A DAUGHTER'S LOVE
John Guy (Fourth Estate, £25)
The martyrdom of Thomas More, Henry VIII's former Lord Chancellor and prisoner of faith, is well documented. But little is known about his daughter Margaret, who sustained him during the dark days in the Tower before his execution.
Margaret was an accomplished scholar in her own right, "an ornament of Britain", according to the great theologian Erasmus.
She was also courageous, secretly recovering her father's head from a traitor's pike on London Bridge and harbouring it until the time it could lie with her in her own grave.
Margaret's love for More, who went to the block for his resistance to the king's divorce and remarriage to Anne Boleyn, is sacrificial and enduring.
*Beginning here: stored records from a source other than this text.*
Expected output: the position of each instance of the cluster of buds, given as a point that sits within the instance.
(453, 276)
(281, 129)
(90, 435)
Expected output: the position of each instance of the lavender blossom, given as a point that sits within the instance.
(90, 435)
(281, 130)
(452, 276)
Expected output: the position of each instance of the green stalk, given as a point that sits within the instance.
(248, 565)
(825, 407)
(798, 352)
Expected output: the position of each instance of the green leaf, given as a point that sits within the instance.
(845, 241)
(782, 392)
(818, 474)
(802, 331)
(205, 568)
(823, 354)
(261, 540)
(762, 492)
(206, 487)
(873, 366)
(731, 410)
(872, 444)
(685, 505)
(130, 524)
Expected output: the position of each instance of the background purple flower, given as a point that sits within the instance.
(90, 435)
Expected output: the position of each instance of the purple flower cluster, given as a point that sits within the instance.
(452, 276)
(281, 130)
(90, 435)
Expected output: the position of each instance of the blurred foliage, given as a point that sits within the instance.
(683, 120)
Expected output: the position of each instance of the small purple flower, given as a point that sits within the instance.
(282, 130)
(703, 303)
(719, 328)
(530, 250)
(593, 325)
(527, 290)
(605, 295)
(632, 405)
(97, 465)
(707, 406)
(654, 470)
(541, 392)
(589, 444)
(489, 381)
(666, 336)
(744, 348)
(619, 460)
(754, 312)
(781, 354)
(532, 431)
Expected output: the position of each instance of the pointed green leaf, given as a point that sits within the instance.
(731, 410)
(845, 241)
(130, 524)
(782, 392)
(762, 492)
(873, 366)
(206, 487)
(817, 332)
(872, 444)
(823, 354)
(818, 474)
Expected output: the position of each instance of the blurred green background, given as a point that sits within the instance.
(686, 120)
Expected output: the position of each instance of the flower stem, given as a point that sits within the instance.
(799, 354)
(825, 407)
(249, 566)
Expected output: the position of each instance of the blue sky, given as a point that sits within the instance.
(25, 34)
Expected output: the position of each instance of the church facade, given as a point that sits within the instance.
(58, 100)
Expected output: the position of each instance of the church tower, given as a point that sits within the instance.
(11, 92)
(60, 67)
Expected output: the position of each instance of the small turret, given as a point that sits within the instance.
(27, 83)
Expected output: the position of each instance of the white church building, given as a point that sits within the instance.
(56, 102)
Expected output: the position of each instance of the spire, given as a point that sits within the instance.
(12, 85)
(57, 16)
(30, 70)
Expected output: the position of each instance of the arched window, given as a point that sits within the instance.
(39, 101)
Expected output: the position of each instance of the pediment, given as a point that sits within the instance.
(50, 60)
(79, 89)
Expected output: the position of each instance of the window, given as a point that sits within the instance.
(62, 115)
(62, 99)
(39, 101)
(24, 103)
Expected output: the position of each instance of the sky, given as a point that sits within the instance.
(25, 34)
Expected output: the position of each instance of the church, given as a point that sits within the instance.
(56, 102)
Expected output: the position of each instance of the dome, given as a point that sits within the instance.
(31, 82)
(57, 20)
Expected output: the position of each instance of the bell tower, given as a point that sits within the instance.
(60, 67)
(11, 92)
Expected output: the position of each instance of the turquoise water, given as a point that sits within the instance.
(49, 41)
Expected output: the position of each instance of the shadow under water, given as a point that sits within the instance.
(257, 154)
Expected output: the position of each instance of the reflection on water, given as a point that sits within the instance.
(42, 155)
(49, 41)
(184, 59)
Every chapter paints the bond between them in glorious yet tragic literary colours.
Guy's dual biography is marvellously evocative of the Tudor era.
If More's open fear of death, challenged by his conscience, does not make this a great book, then his daughter's loyalty — shown in such perverse ways as washing her father's penitential hair shirt — ensures it is one of the most poignant.
Guy makes it clear that were it not for Margaret's rescue and protection of the letters between them — More used charcoal from the fire to open his "secret heart" to her and therefore to posterity — his legacy would have been buried with him.
As it was, she opened up a new dimension of the man who defied tyranny with a virtuoso perfomance at his trial, declaiming on the scaffold that he was "the king's servant, but God's first".